We cannot schedule our next ‘disaster'. Nor can we predict where the next emergency is going to hit. We also do not know why accidents happen.

But accidents, emergencies, and disasters DO happen. The only things we can control are our reactions and responses to each situation.

The last several weeks have highlighted a plethora of disastrous events, leaving many asking if it could happen here in Lawndale. Although Lawndale could experience a disaster, community response and recovery will vary considerably from gulf coast and southern states' emergency management.

California practices ‘bottom up' emergency management, and the City of Lawndale is no exception. What this means is that a situation is taken care of at the lowest, easiest level. If a problem is bigger than City staff can handle, help is requested from our surrounding South Bay cities and from the County of Los Angeles. (We southern Californians are very good at helping each other out). If several South Bay cities are affected at the same time, the County of Los Angeles is empowered to look for help from other California counties. A truly awesome event, such as a wide spread earthquake on the San Andreas fault line would go beyond our southern cities and counties and involve the entire state of California and its resources to make sure that each local jurisdiction gets the help it needs to meet the challenges at the lowest possible level.

In California, we do not wait on outside (state or federal) help—we have our systems and resource organizations and materials in place just in case. State and federal assistance is used to supplement and fulfill shortfalls because, in a disaster in California, no one goes it alone: we're all in this together!

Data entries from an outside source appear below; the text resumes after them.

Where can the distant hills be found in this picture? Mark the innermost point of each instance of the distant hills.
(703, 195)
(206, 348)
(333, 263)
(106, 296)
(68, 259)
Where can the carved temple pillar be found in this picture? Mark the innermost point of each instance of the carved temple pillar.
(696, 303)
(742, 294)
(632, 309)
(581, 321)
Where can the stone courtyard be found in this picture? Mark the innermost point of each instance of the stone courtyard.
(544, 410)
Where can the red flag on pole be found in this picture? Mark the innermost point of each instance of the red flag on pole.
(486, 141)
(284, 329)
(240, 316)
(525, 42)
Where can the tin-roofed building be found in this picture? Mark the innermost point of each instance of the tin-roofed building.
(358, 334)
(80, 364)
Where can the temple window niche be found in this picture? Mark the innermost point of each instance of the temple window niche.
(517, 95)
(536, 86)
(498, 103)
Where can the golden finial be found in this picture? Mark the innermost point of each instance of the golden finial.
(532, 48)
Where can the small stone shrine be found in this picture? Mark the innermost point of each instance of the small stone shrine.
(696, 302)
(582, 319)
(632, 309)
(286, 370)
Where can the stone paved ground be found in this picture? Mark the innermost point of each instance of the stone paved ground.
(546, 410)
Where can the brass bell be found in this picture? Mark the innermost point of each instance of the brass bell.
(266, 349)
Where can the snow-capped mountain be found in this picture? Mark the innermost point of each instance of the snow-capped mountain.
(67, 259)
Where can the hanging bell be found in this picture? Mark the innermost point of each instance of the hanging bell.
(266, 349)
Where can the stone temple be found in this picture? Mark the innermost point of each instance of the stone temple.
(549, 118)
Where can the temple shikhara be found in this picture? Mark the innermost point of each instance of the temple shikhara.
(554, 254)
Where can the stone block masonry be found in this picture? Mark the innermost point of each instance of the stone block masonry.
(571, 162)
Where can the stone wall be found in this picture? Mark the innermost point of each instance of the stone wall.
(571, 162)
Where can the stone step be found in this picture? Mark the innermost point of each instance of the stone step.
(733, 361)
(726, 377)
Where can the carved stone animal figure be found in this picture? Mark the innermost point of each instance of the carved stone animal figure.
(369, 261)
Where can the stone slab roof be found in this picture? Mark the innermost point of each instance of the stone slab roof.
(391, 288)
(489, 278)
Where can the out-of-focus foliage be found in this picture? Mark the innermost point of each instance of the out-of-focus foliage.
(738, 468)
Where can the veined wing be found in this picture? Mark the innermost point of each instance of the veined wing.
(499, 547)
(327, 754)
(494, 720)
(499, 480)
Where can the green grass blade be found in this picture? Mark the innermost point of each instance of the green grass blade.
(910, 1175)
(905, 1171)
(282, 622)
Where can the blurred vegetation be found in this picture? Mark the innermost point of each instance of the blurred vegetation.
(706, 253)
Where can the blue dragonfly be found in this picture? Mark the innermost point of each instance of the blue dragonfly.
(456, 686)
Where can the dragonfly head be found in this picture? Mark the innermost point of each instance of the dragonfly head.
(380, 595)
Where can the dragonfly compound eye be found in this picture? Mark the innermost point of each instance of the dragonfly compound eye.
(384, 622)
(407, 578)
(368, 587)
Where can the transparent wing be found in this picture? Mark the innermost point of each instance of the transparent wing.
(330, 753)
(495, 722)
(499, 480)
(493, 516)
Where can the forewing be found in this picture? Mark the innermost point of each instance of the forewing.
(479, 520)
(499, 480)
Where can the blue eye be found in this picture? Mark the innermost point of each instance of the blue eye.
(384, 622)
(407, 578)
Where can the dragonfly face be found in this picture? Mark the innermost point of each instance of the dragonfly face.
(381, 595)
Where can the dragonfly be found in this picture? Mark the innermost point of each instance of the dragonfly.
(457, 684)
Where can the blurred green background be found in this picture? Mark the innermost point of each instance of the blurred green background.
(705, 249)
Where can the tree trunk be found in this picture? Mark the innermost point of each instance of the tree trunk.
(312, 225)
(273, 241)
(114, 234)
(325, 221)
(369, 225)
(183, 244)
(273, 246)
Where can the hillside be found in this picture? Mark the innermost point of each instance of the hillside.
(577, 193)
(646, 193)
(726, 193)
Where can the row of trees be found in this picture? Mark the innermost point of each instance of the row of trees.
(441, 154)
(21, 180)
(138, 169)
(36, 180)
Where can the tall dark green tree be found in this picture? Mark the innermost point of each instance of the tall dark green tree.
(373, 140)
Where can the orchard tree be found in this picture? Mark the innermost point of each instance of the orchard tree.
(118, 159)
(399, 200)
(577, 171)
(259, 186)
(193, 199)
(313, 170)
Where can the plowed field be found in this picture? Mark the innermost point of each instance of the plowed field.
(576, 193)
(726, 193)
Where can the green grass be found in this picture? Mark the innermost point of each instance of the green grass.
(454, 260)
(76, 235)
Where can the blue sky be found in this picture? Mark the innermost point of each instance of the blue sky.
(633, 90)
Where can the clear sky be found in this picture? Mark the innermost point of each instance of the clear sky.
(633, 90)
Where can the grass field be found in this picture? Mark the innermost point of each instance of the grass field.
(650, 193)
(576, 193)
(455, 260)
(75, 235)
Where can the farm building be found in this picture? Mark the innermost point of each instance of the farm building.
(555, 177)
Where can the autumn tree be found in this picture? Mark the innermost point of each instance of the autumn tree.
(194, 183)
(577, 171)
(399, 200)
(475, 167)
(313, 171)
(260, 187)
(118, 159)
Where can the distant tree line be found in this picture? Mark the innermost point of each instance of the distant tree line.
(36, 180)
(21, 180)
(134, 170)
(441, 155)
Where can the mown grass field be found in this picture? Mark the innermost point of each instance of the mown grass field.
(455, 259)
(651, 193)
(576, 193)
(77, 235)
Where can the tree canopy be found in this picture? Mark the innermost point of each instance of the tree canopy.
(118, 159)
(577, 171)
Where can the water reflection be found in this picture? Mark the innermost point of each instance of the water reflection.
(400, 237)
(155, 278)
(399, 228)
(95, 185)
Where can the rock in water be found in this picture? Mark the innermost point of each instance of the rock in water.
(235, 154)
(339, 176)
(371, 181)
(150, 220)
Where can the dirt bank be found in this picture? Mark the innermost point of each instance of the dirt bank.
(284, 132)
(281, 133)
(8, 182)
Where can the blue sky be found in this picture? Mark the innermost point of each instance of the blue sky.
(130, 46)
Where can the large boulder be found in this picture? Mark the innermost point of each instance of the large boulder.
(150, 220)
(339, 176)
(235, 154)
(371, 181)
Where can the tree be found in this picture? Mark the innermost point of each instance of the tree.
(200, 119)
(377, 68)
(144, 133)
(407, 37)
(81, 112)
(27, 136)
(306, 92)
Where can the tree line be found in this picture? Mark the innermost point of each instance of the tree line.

This is why, over many years, Californians are continually being urged to prepare! Each individual and family should have enough food and water to cover their needs for a minimum of 72 hours. Of course, a week or two worth of supplies would be better; however, in most cases, we already have enough on hand to cover us for several days.

If everybody took a few minutes each week to review their emergency options, to put together emergency evacuation supplies and kits, to take basic emergency courses and practice first aid, cribbing and shoring, and got to know their neighbors, then emergency aid during a disaster would be immediate, coming from neighbor helping neighbor, with no one overlooked or forgotten.

In Lawndale, we are lucky that a hurricane like Katrina cannot happen here: our weather patterns are very different from the gulf coast. Our landscape is also such that massive flooding is not possible. The City has done a lot to improve the drainage systems and modernize our streets to reduce even minimal flooding from our rainy season. We are so far inland and have the type of shallow coastline that decreases the effects of a potential tsunami on our city.

As for ‘neighbor helping neighbor': Lawndale is a city of opportunities for community involvement and volunteers. Please contact the Municipal Services Department at (310) 973-3220 for more information.

Confucius said, “Any journey starts with the first step.” In Lawndale, preparedness starts with awareness.